Is The US Dollar Over The Worst?

Posted June 01, 2009

Well we have all seen good news and bad news hitting the headlines recently, thanks to the recession. And let’s face it, more of it has been bad than good.


But according to the Chairman of the Federal Reserve in America, Ben Bernanke, any thoughts that the USA might have to cope with the threat of deflation should now be dispelled.

We reported last month on the idea that the US dollar might be improving, but this latest statement from Mr Bernanke is certainly worth reading about.  One news story comes courtesy of AFP, and can be read here

Some news reports were more skeptical than others though, as can be seen from this report found on the Wall Street Journal website.  You can read it at this link.   Which report has it right, and are they right to be skeptical?

So how has the US dollar been doing over the last few days, since the beginning of May?  Let’s take a look at the head to head that has occurred between the dollar and the Euro for starters, and see what we can glean from that.

It is an interesting pattern, as we are looking at data up to and including the 11th May.  That gives us just over a week to go on – and a very intriguing week it was at that.  The 1st May saw the US dollar standing at 0.7532, and although it went up a little to 0.7562 on the 4th, it was down to 0.7461 the very next day.  What would come next?

Well as it turned out, there was a brief jump up to 0.7506 the following day, before two small consecutive falls occurred to leave the dollar standing on 0.7448 against the Euro at the end of the week.  And when Monday the 11th came to a close, the figure was down to 0.7367.

So was this an isolated incident?  Mr Bernanke’s enthusiasm for the strength of the dollar returning doesn’t seem to be played out by the actual figures.  And since the Wall Street Journal report seemed to indicate that things were indeed perhaps not quite as good as he hoped, it is the Wall Street Journal that is looking more accurate at the moment.

But let us probe deeper.  Let’s take a look at how the US dollar performed in early May against another well known currency – the British pound.  Now this currency really has been having a rough time of it in recent months, so perhaps here the US dollar will be seen to be a lot stronger?

Here was the exchange rate as it stood on the 1st May – one US dollar would get you 0.6729 British pounds.  But that is where it started to get rather interesting.  When things kicked off again on the 5th – after the Bank Holiday weekend in the UK – the exchange rate had changed in favor of the pound.  So the US dollar was down to a rate of 0.6609.  Was this going to be a repeat of the pattern we had seen against the Euro?

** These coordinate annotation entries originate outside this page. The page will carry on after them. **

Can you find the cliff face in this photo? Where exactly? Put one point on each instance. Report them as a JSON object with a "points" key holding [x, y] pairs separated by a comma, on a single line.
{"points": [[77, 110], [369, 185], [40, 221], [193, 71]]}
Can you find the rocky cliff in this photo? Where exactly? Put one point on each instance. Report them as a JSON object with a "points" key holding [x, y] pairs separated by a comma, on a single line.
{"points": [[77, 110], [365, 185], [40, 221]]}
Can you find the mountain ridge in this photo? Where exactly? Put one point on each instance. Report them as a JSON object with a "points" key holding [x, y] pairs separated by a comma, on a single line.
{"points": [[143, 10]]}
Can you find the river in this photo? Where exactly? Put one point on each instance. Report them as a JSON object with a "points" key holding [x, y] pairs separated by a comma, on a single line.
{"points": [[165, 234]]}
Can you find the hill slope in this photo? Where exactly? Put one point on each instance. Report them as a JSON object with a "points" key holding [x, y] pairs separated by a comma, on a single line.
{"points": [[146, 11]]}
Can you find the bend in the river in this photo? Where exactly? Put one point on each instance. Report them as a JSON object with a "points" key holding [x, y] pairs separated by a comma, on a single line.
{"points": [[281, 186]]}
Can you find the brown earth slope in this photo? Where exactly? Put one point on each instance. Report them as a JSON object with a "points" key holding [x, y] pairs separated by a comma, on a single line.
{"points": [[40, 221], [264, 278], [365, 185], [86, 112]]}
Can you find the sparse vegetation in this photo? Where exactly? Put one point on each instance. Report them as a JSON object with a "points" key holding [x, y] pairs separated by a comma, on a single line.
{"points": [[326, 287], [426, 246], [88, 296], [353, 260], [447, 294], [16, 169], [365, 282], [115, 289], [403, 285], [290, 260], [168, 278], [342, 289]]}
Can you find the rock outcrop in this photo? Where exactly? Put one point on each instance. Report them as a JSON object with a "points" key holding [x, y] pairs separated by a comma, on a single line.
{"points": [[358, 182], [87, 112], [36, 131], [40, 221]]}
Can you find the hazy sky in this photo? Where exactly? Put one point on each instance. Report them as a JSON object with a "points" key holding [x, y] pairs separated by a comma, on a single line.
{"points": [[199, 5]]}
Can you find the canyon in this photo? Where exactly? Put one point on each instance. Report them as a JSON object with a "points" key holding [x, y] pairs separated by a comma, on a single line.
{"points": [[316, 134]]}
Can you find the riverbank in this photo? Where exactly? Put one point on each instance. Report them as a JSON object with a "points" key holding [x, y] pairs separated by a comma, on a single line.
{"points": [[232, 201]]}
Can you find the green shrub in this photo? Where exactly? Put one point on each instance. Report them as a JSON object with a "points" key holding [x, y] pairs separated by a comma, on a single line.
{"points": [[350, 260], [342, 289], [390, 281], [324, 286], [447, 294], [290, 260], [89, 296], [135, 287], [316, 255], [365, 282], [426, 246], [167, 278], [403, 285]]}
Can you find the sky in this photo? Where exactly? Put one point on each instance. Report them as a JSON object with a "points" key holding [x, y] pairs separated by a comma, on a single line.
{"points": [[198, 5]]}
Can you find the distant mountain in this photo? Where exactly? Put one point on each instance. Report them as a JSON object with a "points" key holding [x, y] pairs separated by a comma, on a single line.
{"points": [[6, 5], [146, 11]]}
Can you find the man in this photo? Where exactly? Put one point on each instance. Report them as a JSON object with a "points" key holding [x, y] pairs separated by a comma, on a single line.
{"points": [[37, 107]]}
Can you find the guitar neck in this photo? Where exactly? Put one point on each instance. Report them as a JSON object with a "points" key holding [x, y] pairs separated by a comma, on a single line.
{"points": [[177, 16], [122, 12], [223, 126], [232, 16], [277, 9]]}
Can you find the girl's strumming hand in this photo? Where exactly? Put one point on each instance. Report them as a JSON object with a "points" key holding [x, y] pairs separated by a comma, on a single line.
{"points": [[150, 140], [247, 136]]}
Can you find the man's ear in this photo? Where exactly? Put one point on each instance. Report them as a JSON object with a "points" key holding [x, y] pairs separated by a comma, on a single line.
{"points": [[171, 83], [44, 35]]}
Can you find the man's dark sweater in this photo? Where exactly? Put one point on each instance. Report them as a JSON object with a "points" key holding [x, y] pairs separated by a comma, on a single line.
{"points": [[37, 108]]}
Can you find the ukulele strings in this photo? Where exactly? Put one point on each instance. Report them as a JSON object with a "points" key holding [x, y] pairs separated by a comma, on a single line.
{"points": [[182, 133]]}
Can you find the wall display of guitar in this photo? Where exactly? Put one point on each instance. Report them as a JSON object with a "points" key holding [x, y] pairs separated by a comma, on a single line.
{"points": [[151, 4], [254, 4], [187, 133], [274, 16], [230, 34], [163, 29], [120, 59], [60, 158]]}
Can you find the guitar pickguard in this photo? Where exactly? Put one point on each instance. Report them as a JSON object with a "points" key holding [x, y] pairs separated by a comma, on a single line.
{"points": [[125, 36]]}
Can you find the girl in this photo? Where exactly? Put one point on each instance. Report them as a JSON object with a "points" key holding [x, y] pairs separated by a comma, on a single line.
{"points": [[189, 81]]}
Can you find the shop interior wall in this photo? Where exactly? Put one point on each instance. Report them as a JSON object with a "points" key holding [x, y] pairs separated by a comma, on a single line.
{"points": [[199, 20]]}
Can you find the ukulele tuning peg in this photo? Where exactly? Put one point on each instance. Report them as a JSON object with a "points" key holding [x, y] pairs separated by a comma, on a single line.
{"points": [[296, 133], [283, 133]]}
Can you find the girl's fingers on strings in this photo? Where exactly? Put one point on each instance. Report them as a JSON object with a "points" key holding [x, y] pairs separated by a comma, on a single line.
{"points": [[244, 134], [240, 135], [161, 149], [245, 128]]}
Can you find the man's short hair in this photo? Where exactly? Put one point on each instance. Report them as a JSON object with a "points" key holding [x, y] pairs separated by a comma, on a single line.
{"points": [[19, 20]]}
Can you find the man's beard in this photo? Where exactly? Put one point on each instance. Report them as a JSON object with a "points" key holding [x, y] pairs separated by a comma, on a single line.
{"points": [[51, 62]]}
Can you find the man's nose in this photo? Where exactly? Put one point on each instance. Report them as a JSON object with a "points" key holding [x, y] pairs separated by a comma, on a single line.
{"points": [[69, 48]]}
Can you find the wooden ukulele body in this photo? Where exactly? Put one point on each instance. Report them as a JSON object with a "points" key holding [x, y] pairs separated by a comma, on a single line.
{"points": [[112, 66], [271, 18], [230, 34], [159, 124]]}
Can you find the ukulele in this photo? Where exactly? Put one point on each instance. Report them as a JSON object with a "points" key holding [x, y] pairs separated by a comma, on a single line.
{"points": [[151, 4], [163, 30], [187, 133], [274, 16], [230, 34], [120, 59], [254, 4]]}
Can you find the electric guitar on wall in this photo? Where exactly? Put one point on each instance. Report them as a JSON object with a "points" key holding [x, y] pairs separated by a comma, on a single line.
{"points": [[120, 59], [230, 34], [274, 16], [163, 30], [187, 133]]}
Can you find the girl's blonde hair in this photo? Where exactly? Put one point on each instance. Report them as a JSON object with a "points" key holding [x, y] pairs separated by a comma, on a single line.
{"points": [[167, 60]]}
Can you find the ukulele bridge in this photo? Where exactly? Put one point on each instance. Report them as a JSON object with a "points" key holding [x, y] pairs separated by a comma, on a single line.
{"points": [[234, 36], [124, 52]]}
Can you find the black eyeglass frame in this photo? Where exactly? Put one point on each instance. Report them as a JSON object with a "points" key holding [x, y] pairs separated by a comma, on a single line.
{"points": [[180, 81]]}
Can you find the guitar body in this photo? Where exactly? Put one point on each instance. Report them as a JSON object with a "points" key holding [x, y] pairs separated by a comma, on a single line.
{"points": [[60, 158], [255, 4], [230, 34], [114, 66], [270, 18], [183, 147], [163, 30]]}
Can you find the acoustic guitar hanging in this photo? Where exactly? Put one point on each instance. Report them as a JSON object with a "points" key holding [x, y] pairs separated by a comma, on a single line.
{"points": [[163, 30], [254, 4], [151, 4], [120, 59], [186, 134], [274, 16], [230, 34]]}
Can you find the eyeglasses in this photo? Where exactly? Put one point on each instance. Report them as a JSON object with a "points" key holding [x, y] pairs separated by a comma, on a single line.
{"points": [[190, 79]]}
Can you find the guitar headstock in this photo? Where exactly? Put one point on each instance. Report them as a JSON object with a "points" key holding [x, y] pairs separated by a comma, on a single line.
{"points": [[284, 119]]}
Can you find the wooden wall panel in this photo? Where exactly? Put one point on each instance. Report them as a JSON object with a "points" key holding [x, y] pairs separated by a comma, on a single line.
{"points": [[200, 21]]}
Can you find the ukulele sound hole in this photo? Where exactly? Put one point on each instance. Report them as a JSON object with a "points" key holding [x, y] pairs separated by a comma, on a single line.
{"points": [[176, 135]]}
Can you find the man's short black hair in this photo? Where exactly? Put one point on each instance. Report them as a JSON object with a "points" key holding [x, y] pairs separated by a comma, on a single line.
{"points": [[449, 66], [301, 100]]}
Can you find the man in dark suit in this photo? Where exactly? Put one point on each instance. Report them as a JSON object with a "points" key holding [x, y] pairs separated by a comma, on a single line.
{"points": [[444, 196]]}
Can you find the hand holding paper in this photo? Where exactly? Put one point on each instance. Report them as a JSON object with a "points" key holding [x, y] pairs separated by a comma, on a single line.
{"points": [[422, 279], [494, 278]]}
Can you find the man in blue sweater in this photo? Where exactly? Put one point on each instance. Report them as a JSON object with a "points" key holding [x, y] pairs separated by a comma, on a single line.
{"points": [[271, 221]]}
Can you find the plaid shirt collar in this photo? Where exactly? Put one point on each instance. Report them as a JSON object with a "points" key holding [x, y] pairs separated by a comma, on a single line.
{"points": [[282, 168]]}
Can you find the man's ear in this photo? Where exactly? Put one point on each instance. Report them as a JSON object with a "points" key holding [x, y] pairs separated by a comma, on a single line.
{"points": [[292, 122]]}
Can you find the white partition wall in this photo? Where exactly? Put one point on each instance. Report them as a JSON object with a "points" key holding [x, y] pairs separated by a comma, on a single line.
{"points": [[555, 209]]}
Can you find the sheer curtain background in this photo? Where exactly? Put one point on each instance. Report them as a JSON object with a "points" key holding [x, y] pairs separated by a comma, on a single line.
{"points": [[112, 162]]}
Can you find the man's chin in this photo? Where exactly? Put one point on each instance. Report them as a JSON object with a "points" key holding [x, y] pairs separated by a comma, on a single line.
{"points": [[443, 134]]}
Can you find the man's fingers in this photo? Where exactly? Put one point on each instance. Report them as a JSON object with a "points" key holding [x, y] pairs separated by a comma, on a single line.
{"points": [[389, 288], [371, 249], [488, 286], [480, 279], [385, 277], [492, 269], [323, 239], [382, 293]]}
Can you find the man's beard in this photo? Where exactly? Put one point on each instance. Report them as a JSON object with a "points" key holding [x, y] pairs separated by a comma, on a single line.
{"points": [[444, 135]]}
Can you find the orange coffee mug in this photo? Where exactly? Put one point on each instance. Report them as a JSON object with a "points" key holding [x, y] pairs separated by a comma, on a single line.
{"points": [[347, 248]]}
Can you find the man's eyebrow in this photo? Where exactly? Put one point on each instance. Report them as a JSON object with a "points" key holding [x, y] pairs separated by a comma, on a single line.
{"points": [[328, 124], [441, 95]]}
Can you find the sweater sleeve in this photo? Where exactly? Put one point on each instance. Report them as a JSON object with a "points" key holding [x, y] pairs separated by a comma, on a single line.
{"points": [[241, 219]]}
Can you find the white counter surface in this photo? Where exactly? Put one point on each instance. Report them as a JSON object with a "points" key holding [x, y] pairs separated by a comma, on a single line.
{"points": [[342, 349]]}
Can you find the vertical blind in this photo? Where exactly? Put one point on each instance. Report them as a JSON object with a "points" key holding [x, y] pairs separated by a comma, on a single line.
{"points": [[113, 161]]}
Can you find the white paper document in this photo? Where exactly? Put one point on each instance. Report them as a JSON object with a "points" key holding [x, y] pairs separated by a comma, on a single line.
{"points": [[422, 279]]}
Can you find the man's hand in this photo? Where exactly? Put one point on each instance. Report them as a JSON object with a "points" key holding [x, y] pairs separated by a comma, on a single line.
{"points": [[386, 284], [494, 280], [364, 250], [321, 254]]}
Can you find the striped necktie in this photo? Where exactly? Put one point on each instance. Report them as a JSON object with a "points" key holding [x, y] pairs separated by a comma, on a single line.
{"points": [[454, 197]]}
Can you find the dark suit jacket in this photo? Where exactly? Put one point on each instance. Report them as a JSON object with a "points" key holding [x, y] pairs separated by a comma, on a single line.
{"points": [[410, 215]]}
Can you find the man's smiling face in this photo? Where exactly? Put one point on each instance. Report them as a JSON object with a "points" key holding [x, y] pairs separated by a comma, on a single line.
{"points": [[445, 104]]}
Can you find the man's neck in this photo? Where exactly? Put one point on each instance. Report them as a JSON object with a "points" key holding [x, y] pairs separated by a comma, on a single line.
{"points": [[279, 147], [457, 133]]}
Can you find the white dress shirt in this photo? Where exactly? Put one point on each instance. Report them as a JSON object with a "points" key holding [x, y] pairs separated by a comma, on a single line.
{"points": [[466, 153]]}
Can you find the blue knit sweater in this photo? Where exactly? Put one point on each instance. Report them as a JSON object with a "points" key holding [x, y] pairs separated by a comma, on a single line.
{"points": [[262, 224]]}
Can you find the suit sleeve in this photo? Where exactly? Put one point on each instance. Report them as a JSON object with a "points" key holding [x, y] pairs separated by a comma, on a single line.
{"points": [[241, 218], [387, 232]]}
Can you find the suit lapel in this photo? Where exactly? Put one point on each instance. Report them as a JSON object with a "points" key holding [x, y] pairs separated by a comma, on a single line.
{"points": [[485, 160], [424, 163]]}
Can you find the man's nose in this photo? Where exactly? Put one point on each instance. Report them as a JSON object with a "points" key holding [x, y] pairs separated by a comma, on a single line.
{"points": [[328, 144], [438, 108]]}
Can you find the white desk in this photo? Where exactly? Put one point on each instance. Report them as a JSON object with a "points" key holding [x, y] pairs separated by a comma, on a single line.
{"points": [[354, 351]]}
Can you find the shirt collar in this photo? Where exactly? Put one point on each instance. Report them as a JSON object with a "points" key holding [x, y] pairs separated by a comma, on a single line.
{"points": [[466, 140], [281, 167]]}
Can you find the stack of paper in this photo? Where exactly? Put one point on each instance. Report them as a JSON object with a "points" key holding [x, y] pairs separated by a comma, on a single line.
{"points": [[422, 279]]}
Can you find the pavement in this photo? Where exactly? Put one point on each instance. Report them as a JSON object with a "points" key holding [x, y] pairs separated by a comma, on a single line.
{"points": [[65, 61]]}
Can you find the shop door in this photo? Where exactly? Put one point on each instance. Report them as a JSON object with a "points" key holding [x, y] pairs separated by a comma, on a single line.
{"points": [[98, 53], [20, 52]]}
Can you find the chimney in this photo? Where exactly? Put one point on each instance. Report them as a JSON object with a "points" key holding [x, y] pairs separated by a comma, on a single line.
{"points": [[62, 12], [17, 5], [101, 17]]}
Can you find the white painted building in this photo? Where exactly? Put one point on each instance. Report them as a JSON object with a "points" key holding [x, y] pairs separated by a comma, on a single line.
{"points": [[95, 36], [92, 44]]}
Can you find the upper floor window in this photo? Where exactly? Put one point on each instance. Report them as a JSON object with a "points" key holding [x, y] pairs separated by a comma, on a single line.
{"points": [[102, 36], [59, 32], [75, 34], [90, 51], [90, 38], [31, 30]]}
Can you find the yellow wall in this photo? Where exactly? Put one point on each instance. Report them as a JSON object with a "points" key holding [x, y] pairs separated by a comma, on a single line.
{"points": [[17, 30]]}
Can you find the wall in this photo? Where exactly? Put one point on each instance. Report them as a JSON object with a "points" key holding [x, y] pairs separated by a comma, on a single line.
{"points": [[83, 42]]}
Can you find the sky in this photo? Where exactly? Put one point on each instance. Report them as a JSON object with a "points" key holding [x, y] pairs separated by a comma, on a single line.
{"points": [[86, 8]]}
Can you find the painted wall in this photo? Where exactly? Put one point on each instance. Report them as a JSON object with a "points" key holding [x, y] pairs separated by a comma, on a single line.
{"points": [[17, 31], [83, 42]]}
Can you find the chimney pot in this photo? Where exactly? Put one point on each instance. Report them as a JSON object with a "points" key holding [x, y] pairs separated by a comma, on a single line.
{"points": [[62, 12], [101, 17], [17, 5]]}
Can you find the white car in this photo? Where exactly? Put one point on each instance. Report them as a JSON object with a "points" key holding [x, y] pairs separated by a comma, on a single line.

Things looked a little better the following day as the dollar fought back to 0.6651, but then it slipped again and finished up on 0.6620 at the close of play on the 7th.

There was a marginal improvement in favor of the dollar as the week came to a close, and it settled for a figure of 0.6634.  But even as the following week got started the pound proved that there is still life in it – and it finished up challenging the US dollar and ending the tussle on 0.6620.

So has Ben Bernanke been looking at these results as he makes his statements to the press?  Of course we would assume that he has – but perhaps he is looking ahead rather than at the actual currency exchange rates we are seeing at the moment.  Or maybe his own currency converter is telling him something different.

Who knows?  But it is a little worrying that both the Euro and the British pound – recently deemed to be the weaker currencies by far when held up against the US dollar – have got it in a position of weakness at the moment.

We can expect things to keep changing over time, but it will be interesting to see if the rest of May carries on panning out the same way that it started.  And of course, we should see what Mr Bernanke has to say next.